Bien sûr, on ne pouvait pas passer sous silence le retour de Camel Power Club. Le musicien et producteur français continue son bonhomme de chemin que l’on suit religieusement avec l’arrivée de son premier album nommé Narukanaga.

Composé de seize morceaux, Camel Power Club mêle ses influences musicales comme il sait si bien le faire. Celui qui a rempli les doigts dans le nez la Maroquinerie nous offre une fusion tombant à pic pour l’été avec des titres somptueux à l’image de l’introduction nommée « Blunt » ou bien encore de « Change It All » à « Anna » en passant par les fruités « Hole Digger », « Kalahari » et « Inana » nous faisant passer vers différents territoires musicaux.

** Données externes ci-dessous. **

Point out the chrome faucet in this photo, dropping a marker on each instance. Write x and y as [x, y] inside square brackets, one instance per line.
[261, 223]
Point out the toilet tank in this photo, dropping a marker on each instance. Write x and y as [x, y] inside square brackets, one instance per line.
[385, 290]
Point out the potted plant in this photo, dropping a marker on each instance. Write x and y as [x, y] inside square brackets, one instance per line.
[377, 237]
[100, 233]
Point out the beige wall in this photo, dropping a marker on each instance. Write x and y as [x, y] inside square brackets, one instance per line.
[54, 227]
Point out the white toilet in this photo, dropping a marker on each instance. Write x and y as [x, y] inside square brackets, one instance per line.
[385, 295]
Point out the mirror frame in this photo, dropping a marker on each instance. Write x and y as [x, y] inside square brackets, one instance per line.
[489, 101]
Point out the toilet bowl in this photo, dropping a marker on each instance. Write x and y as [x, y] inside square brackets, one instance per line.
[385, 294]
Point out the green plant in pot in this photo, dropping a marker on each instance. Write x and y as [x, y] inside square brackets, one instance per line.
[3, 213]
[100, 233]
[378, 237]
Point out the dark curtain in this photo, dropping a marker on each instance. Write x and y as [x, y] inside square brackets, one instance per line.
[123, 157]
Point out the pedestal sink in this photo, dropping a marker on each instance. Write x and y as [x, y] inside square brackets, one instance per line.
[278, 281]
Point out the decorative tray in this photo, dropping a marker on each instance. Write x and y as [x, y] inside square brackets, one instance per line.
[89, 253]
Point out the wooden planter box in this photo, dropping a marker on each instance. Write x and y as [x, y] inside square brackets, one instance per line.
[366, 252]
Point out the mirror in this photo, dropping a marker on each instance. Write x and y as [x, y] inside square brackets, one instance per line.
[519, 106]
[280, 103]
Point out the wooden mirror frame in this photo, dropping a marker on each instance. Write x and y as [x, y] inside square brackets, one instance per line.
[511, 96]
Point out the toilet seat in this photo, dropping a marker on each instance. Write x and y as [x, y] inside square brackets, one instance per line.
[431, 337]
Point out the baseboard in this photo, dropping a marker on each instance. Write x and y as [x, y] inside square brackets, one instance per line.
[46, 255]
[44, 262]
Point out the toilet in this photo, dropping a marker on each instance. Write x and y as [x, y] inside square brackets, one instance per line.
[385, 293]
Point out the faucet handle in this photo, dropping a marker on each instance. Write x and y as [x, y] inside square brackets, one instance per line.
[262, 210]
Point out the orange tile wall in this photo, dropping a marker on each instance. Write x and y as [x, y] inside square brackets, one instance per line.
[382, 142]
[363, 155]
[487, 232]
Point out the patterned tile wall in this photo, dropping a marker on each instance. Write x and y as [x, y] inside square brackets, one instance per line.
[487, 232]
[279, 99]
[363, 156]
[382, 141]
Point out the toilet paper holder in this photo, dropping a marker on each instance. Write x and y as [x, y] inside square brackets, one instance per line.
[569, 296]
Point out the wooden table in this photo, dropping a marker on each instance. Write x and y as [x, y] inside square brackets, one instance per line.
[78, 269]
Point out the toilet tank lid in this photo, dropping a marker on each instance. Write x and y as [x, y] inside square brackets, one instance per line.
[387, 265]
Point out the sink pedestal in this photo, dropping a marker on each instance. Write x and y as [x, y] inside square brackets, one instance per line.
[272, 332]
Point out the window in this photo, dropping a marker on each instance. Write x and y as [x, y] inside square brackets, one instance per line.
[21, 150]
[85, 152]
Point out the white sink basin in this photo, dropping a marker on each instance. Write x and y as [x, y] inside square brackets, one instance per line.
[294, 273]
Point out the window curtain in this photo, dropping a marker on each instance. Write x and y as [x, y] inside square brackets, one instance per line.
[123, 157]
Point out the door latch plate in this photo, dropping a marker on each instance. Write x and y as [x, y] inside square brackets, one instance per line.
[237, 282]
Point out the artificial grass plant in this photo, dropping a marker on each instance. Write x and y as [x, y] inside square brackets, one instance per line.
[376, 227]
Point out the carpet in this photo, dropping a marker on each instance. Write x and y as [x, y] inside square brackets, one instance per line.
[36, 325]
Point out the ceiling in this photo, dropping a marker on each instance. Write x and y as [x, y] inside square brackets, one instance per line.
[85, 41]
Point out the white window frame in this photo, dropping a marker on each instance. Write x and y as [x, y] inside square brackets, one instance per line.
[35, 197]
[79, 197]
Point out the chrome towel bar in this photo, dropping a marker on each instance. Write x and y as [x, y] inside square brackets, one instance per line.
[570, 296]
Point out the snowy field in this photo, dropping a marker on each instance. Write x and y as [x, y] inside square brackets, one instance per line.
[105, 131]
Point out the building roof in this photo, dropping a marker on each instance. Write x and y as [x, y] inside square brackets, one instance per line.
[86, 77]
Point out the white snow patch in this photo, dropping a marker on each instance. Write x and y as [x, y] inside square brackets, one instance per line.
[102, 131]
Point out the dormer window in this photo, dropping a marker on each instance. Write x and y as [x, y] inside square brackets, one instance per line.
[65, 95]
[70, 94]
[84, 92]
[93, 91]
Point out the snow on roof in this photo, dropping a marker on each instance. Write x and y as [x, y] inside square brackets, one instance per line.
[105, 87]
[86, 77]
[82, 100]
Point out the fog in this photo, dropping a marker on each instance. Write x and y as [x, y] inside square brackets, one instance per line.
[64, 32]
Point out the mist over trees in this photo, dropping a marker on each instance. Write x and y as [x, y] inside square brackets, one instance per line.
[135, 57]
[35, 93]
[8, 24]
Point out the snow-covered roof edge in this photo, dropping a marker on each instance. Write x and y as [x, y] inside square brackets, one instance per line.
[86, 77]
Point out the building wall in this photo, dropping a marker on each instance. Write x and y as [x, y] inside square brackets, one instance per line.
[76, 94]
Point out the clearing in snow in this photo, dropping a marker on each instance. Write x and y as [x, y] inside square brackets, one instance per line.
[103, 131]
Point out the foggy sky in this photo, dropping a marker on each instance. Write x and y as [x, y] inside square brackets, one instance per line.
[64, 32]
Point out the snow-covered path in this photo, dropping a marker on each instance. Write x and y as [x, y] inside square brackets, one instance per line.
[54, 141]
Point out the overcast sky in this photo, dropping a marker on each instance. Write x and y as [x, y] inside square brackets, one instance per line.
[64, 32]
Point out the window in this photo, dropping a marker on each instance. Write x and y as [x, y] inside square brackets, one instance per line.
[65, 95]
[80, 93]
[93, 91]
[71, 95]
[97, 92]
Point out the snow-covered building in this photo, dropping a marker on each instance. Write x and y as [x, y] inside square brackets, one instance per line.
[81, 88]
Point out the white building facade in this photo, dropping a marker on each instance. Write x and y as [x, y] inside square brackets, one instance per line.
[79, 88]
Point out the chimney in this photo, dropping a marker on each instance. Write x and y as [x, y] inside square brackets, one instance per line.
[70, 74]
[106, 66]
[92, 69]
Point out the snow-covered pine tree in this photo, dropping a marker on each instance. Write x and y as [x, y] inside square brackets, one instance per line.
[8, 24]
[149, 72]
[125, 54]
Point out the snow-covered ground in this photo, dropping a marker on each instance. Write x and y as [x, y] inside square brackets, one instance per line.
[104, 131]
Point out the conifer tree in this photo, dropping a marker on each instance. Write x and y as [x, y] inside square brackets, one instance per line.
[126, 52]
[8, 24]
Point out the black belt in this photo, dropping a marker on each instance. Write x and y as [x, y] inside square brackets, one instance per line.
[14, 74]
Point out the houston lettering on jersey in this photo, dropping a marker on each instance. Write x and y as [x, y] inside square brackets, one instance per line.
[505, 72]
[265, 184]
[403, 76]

On retrouve toute la quintesscence musicale de Camel Power Club, à mi-chemin entre electronica et indie pop, où les spectres de LCD Soundsystem et The Beach Boys se font entendre. Que ce soit sur « Disappearence In Narukanaga » ou bien même sur « Murano » et « Bamtak », le producteur français rayonne pour ses mélodies estivales et tropicales. Seul ou accompagné de Racoon Racoon sur « Drunken Dreams » et sur « A Wave Of Goodbyes », il nous emmène au plus lointain avant d’atteindre le sommet sur « Anna » et « Berceuse » qui clôturent ce premier album tant attendu ne décevant que rarement.